I have a demo available:

mysql> select @@tidb_experimental_feature_switch\G
*************************** 1. row ***************************
@@tidb_experimental_feature_switch: alter_placement=ON,cascades_planner=ON,change_column_type=OFF,change_multi_schema=OFF,chunk_rpc=ON,extended_stats=ON,fast_analyze=OFF,global_temporary_table=ON,index_merge=ON,parallel_apply=ON,pipelined_window_function=ON,point_get_cache=OFF,streaming=OFF,table_list_partitioning=ON,table_partitioning=ON,vectorized_expression=ON,window_functions=ON
1 row in set (0.00 sec)

mysql> SET tidb_experimental_feature_switch='change_multi_schema=ON';
Query OK, 0 rows affected (0.00 sec)

mysql> select @@tidb_experimental_feature_switch\G
*************************** 1. row ***************************
@@tidb_experimental_feature_switch: alter_placement=ON,cascades_planner=ON,change_column_type=OFF,change_multi_schema=ON,chunk_rpc=ON,extended_stats=ON,fast_analyze=OFF,global_temporary_table=ON,index_merge=ON,parallel_apply=ON,pipelined_window_function=ON,point_get_cache=OFF,streaming=OFF,table_list_partitioning=ON,table_partitioning=ON,vectorized_expression=ON,window_functions=ON
1 row in set (0.00 sec)

mysql> SET tidb_experimental_feature_switch='%=ON';
Query OK, 0 rows affected (0.00 sec)

mysql> select @@tidb_experimental_feature_switch\G
*************************** 1. row ***************************
@@tidb_experimental_feature_switch: alter_placement=ON,cascades_planner=ON,change_column_type=ON,change_multi_schema=ON,chunk_rpc=ON,extended_stats=ON,fast_analyze=ON,global_temporary_table=ON,index_merge=ON,parallel_apply=ON,pipelined_window_function=ON,point_get_cache=ON,streaming=ON,table_list_partitioning=ON,table_partitioning=ON,vectorized_expression=ON,window_functions=ON
1 row in set (0.00 sec)

mysql> SET tidb_experimental_feature_switch='%=OFF';
Query OK, 0 rows affected (0.00 sec)

mysql> select @@tidb_experimental_feature_switch\G
*************************** 1. row ***************************
@@tidb_experimental_feature_switch: alter_placement=OFF,cascades_planner=OFF,change_column_type=OFF,change_multi_schema=OFF,chunk_rpc=OFF,extended_stats=OFF,fast_analyze=OFF,global_temporary_table=OFF,index_merge=OFF,parallel_apply=OFF,pipelined_window_function=OFF,point_get_cache=OFF,streaming=OFF,table_list_partitioning=OFF,table_partitioning=OFF,vectorized_expression=OFF,window_functions=OFF
1 row in set (0.00 sec)
dveeden commented 3 years ago

I think having something like this would be good and helps people to avoid experimental or deprecated features.

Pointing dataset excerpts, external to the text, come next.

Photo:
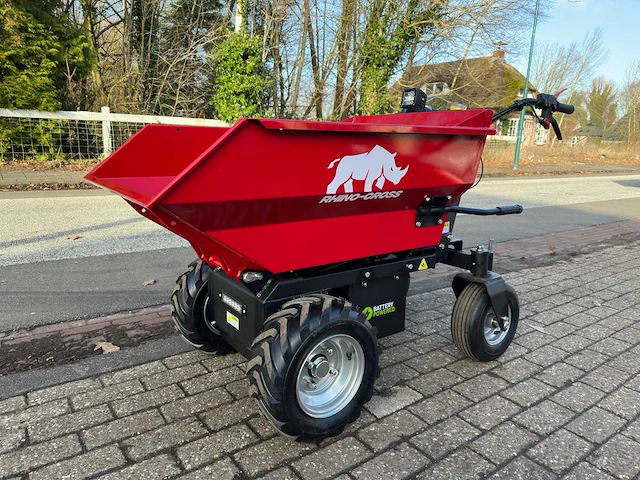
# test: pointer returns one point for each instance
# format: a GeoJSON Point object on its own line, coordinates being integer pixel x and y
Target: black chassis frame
{"type": "Point", "coordinates": [256, 301]}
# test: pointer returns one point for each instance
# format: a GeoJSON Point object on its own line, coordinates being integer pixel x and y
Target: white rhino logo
{"type": "Point", "coordinates": [376, 166]}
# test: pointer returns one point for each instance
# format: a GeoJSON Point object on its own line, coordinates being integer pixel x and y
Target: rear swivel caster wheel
{"type": "Point", "coordinates": [313, 367]}
{"type": "Point", "coordinates": [190, 310]}
{"type": "Point", "coordinates": [475, 327]}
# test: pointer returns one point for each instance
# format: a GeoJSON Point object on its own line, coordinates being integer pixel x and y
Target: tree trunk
{"type": "Point", "coordinates": [318, 94]}
{"type": "Point", "coordinates": [344, 44]}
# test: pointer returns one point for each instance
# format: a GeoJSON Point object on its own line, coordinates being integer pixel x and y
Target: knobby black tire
{"type": "Point", "coordinates": [188, 302]}
{"type": "Point", "coordinates": [279, 350]}
{"type": "Point", "coordinates": [467, 323]}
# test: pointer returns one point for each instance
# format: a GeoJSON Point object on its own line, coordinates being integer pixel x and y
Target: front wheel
{"type": "Point", "coordinates": [313, 367]}
{"type": "Point", "coordinates": [475, 328]}
{"type": "Point", "coordinates": [191, 312]}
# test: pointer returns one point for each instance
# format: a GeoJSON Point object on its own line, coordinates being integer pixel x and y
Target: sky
{"type": "Point", "coordinates": [571, 20]}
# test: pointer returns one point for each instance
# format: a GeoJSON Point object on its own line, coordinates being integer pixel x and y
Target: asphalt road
{"type": "Point", "coordinates": [47, 276]}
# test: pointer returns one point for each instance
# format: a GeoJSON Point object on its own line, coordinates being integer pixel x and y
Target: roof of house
{"type": "Point", "coordinates": [483, 82]}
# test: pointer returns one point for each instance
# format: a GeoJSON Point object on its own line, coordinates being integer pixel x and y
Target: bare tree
{"type": "Point", "coordinates": [630, 102]}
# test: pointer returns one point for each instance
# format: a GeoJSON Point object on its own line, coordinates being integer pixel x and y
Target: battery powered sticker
{"type": "Point", "coordinates": [233, 320]}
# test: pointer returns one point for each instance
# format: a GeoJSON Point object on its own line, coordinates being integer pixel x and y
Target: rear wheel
{"type": "Point", "coordinates": [191, 312]}
{"type": "Point", "coordinates": [313, 367]}
{"type": "Point", "coordinates": [475, 327]}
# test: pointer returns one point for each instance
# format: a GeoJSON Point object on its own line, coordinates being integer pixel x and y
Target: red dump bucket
{"type": "Point", "coordinates": [282, 195]}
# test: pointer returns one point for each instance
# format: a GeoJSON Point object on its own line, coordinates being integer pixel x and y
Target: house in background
{"type": "Point", "coordinates": [483, 82]}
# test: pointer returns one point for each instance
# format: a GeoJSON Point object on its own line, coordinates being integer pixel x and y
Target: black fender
{"type": "Point", "coordinates": [494, 284]}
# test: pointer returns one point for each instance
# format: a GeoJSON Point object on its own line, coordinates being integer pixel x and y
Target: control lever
{"type": "Point", "coordinates": [504, 210]}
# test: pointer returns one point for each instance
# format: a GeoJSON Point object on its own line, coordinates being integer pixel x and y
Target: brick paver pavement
{"type": "Point", "coordinates": [563, 402]}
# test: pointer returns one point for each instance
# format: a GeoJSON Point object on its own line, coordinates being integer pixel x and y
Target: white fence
{"type": "Point", "coordinates": [26, 134]}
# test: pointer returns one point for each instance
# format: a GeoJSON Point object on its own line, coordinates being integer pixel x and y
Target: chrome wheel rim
{"type": "Point", "coordinates": [493, 334]}
{"type": "Point", "coordinates": [330, 376]}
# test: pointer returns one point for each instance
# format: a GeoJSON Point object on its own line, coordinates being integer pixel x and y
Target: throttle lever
{"type": "Point", "coordinates": [556, 128]}
{"type": "Point", "coordinates": [548, 121]}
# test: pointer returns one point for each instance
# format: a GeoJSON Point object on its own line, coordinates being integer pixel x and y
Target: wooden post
{"type": "Point", "coordinates": [107, 146]}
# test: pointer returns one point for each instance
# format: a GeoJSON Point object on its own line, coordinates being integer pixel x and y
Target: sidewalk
{"type": "Point", "coordinates": [25, 178]}
{"type": "Point", "coordinates": [65, 342]}
{"type": "Point", "coordinates": [563, 402]}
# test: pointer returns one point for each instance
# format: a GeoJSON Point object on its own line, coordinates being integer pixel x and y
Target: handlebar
{"type": "Point", "coordinates": [548, 104]}
{"type": "Point", "coordinates": [565, 108]}
{"type": "Point", "coordinates": [504, 210]}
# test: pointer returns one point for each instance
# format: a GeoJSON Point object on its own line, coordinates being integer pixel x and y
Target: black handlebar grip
{"type": "Point", "coordinates": [565, 108]}
{"type": "Point", "coordinates": [509, 210]}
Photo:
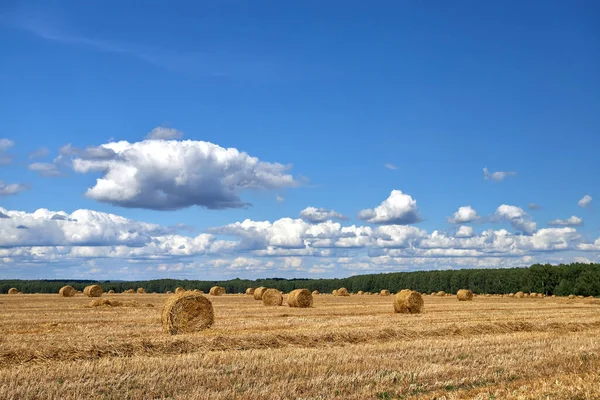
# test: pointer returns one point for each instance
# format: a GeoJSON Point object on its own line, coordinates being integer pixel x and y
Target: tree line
{"type": "Point", "coordinates": [561, 280]}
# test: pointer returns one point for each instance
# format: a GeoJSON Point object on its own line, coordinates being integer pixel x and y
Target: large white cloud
{"type": "Point", "coordinates": [170, 174]}
{"type": "Point", "coordinates": [464, 215]}
{"type": "Point", "coordinates": [518, 218]}
{"type": "Point", "coordinates": [313, 214]}
{"type": "Point", "coordinates": [399, 208]}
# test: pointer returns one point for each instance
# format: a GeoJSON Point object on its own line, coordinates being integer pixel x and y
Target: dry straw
{"type": "Point", "coordinates": [92, 291]}
{"type": "Point", "coordinates": [464, 295]}
{"type": "Point", "coordinates": [67, 291]}
{"type": "Point", "coordinates": [217, 291]}
{"type": "Point", "coordinates": [408, 302]}
{"type": "Point", "coordinates": [300, 298]}
{"type": "Point", "coordinates": [258, 292]}
{"type": "Point", "coordinates": [272, 297]}
{"type": "Point", "coordinates": [187, 312]}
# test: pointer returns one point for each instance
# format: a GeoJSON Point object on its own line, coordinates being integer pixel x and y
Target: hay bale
{"type": "Point", "coordinates": [217, 291]}
{"type": "Point", "coordinates": [300, 298]}
{"type": "Point", "coordinates": [408, 302]}
{"type": "Point", "coordinates": [67, 291]}
{"type": "Point", "coordinates": [187, 312]}
{"type": "Point", "coordinates": [464, 295]}
{"type": "Point", "coordinates": [272, 297]}
{"type": "Point", "coordinates": [258, 292]}
{"type": "Point", "coordinates": [93, 291]}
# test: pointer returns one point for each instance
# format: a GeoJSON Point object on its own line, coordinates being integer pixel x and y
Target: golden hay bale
{"type": "Point", "coordinates": [92, 291]}
{"type": "Point", "coordinates": [258, 292]}
{"type": "Point", "coordinates": [187, 312]}
{"type": "Point", "coordinates": [272, 297]}
{"type": "Point", "coordinates": [67, 291]}
{"type": "Point", "coordinates": [464, 295]}
{"type": "Point", "coordinates": [300, 298]}
{"type": "Point", "coordinates": [408, 302]}
{"type": "Point", "coordinates": [217, 291]}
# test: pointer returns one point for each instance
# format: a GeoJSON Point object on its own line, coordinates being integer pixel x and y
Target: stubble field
{"type": "Point", "coordinates": [343, 348]}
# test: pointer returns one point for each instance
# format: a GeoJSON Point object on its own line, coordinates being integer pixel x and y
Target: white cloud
{"type": "Point", "coordinates": [585, 201]}
{"type": "Point", "coordinates": [170, 175]}
{"type": "Point", "coordinates": [162, 133]}
{"type": "Point", "coordinates": [45, 169]}
{"type": "Point", "coordinates": [518, 218]}
{"type": "Point", "coordinates": [7, 189]}
{"type": "Point", "coordinates": [571, 221]}
{"type": "Point", "coordinates": [464, 231]}
{"type": "Point", "coordinates": [313, 214]}
{"type": "Point", "coordinates": [398, 208]}
{"type": "Point", "coordinates": [498, 175]}
{"type": "Point", "coordinates": [464, 215]}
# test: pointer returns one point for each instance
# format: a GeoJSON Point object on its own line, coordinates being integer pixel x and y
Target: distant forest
{"type": "Point", "coordinates": [562, 280]}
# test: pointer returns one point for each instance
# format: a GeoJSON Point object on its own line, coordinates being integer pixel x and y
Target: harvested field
{"type": "Point", "coordinates": [342, 348]}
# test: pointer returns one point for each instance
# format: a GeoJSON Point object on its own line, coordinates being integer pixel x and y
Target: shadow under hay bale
{"type": "Point", "coordinates": [300, 298]}
{"type": "Point", "coordinates": [187, 312]}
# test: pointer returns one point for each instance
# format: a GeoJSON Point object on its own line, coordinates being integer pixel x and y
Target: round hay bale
{"type": "Point", "coordinates": [272, 297]}
{"type": "Point", "coordinates": [187, 312]}
{"type": "Point", "coordinates": [92, 291]}
{"type": "Point", "coordinates": [217, 291]}
{"type": "Point", "coordinates": [258, 292]}
{"type": "Point", "coordinates": [300, 298]}
{"type": "Point", "coordinates": [408, 302]}
{"type": "Point", "coordinates": [67, 291]}
{"type": "Point", "coordinates": [464, 295]}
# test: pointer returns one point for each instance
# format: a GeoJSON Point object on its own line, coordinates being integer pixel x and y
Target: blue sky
{"type": "Point", "coordinates": [339, 103]}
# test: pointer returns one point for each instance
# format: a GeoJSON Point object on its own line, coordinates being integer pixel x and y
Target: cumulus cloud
{"type": "Point", "coordinates": [399, 208]}
{"type": "Point", "coordinates": [162, 133]}
{"type": "Point", "coordinates": [170, 175]}
{"type": "Point", "coordinates": [585, 201]}
{"type": "Point", "coordinates": [313, 214]}
{"type": "Point", "coordinates": [518, 218]}
{"type": "Point", "coordinates": [464, 215]}
{"type": "Point", "coordinates": [498, 175]}
{"type": "Point", "coordinates": [571, 221]}
{"type": "Point", "coordinates": [45, 169]}
{"type": "Point", "coordinates": [7, 189]}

It might be useful to have a tidb_enable_deprecated_features with ON/OFF/WARN. So ON would not result in warnings etc but WARN would. Warnings could be in logging or as SQL warnings or both.

For the tidb_experimental_feature_switch: We could consider JSON for this as that is easier to filter/modify/validate from applications and SQL.